Small grain size zirconium-based coatings deposited by magnetron sputtering at low temperatures

Hard, partly amorphous, ZrTiB(N) coatings were deposited by Physical Vapour Deposition (PVD) onto (111) silicon wafers at low substrate temperatures of 85 and 110 °C using Closed Field Unbalanced Magnetron Sputtering. A segmented rectangular sputter target composed of three pieces (Zr/TiB₂/Zr) was used as the source of evaporation of coating components. Two different substrate biases (i.e. floating potential and - 50 V) and N₂ reactive-gas flow rates of 2, 4 and 6 sccm were employed as the main deposition parameter variables. The chemical composition, structure, morphology and mechanical properties were investigated using a variety of analytical techniques such as Glow-Discharge Optical Emission Spectroscopy, cross-sectional Scanning Electron Microscopy (SEM), Glancing Angle X-ray Diffraction (GAXRD) and nanoindentation.

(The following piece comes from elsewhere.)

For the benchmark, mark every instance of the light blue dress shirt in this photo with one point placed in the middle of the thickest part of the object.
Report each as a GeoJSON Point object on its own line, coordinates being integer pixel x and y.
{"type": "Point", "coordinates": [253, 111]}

With other parameters fixed, coating properties were found to be dependent on the substrate negative bias and nitrogen flow rate. Linear scan profiles and SEM imaging revealed that all coatings were smooth, dense and featureless (in fracture cross section) with no apparent columnar morphology or macro-defects. GAXRD structural analysis revealed that mostly metallic phases were formed for coatings containing no nitrogen, whereas a solid solution (Zr,Ti)N single phase nitride was found in most of the reactively deposited coatings - exhibiting a very small grain size due to nitrogen and boron grain refinement effects. Hardness values from as low as 8.6 GPa up to a maximum of 25.9 GPa are related mainly to solid solution strengthening effects. The measured elastic moduli correlated with the trends in hardness behaviour; values in the range of 120-200 GPa were observed depending on the selected deposition parameters. Also, high H/E values (> 0.1) were achieved with several of the coatings.